Connor Mitchell: Yeah, of course. And then, just another question. You’ve talked about the secured financing a little bit. So after you issued the secured debt earlier this year recently, just wondering if you could give an update on how the unsecured market is looking now versus the secured market and whether there’s been any narrowing of the spreads? The unsecured market has improved a little bit since then. Thanks.
Barb Pak: Yeah, this is Barb. So on the unsecured bond market for us today, we would probably be in the high 6% range to do a 10-year unsecured bond offering. And if we were to go do a secured loan, 10-year secured loan like we did, I think we’re in around a mid-six. So there has been a little bit of a narrowing from when we originally did our secured loan back in July, but there hasn’t been a lot of transactions on unsecured bond market as well. And so it’s a little unknown at this time. But we feel good about where we executed and our capital needs for next year. We don’t have a lot of capital needs next year.

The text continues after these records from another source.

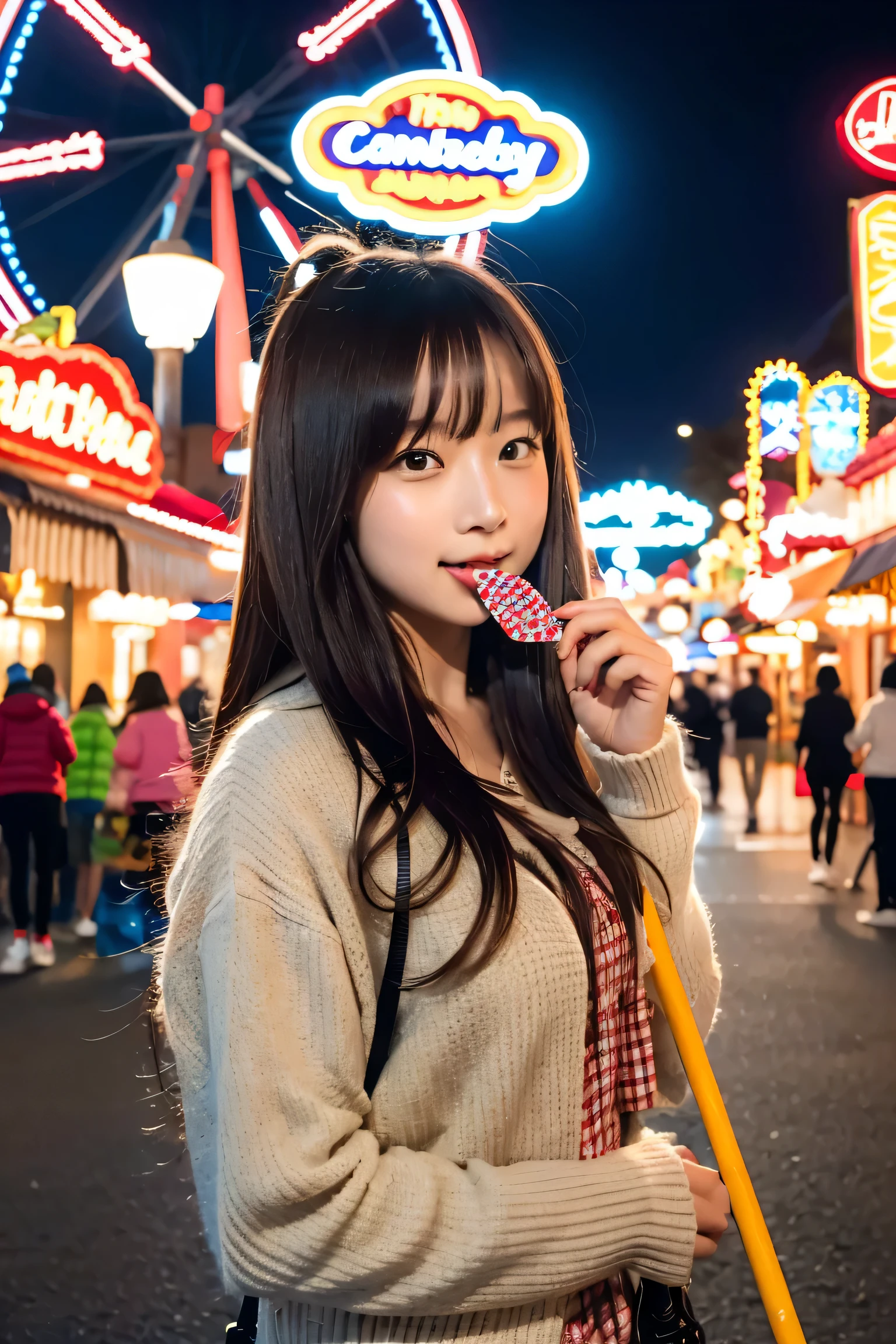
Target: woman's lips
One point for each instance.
(464, 573)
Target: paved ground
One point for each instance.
(99, 1233)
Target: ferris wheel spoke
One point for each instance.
(109, 268)
(162, 138)
(198, 162)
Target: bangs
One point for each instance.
(463, 373)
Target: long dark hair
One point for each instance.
(338, 381)
(148, 692)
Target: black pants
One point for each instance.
(883, 797)
(23, 816)
(833, 785)
(707, 757)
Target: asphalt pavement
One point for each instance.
(99, 1230)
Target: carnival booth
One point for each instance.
(104, 569)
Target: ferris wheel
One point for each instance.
(88, 111)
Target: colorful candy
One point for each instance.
(519, 609)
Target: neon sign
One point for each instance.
(77, 408)
(867, 131)
(78, 151)
(836, 420)
(440, 153)
(324, 41)
(874, 258)
(639, 507)
(773, 409)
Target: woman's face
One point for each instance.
(437, 511)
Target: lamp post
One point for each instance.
(172, 298)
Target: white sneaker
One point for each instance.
(822, 874)
(877, 918)
(18, 957)
(43, 952)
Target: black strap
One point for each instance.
(391, 987)
(245, 1328)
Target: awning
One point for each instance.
(872, 564)
(62, 550)
(158, 562)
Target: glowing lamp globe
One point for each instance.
(715, 631)
(171, 295)
(673, 620)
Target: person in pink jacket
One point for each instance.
(153, 749)
(153, 746)
(36, 750)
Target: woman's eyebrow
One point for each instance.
(441, 425)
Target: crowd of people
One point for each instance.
(65, 780)
(62, 779)
(833, 752)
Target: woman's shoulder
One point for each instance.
(285, 742)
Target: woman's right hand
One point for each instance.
(711, 1203)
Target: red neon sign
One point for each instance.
(867, 131)
(77, 410)
(78, 151)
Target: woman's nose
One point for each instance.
(478, 503)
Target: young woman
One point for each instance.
(88, 785)
(411, 426)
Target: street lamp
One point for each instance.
(172, 298)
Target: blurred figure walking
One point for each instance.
(820, 746)
(702, 719)
(43, 680)
(750, 709)
(153, 746)
(876, 730)
(36, 749)
(88, 785)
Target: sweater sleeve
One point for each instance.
(296, 1194)
(653, 803)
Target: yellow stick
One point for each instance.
(744, 1206)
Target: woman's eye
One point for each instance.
(516, 450)
(418, 460)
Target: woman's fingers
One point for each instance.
(593, 617)
(653, 673)
(711, 1206)
(582, 671)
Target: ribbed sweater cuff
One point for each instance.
(650, 784)
(632, 1208)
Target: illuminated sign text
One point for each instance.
(440, 153)
(78, 151)
(867, 131)
(874, 257)
(77, 408)
(629, 515)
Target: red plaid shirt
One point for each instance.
(618, 1077)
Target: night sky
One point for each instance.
(710, 235)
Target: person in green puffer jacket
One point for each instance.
(88, 785)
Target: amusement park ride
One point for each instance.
(436, 152)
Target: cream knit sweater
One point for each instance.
(456, 1205)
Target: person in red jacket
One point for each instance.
(36, 748)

Connor Mitchell: Appreciate the color. Thank you.
Operator: Our next question comes from Haendel St. Juste with Mizuho. Please proceed with your question.
Haendel St. Juste: Hey guys. Couple quick ones for me. First, Angela, I guess I’m curious, any perspective on — there’s an article in New York Times the other day, in it called — California called — slam San Francisco for egregious barriers to housing I think was the header. So I’m curious if you have any thoughts on this. Certainly the idea of low barrier to entry, low supply in California is the key theme, key part of the thesis there. So I’m curious if there’s any perhaps updated perspective reviews on the barriers to building, if there’s any changes that are being contemplated that could be real and how that could impact the marketplace? Thanks.
Angela Kleiman: Hey, Haendel. It’s Angela here. It’s a good question, I think. We’ve all seen the acute housing shortage in California and despite Governor Newsom’s efforts to enact multiple legislations to spur housing production, it just has not moved the needle in a meaningful way. And you may recall that he campaigned on building 3.5 million homes by 2025. And as part of that, there were numerous legislation passed and even recently a few more passed. But that barrier continues because there is a cost barrier, there is — as part of legislations they enacted requiring prevailing wages, there’s environmental protections and so it just is very challenging. And so I go back to that original goal of 3.5 million homes that to be built by 2025.
Currently they’re on track and have issued about 450,000 permits. So now units built and we’re two years away. So that gives you the magnitude of how we view supply and why we do believe that it will remain favorable. And when we look at the permit data, it remains very low as well.
Haendel St. Juste: Got it, got it, thank you for that. And then one more, I believe, earlier you mentioned that concessions in San Francisco, broadly in your portfolio average, one week. I was hoping you could bifurcate that a bit further, maybe San Francisco proper versus down in Peninsula. Thank you.
Jessica Anderson: Hello, this is Jessica. I don’t have that information in front of me. I mean, San Francisco is such a small market for us with just a 1,000 units and a couple of large buildings. But like I said, as far as what we’re currently offering, I would say roughly one week free with a little bit more in pockets of the Bay Area like San Jose. Oakland is supply impacted, so we have higher concessions there. Seattle, very minimal concessions. All of Southern California outside of Los Angeles, minimal concessions.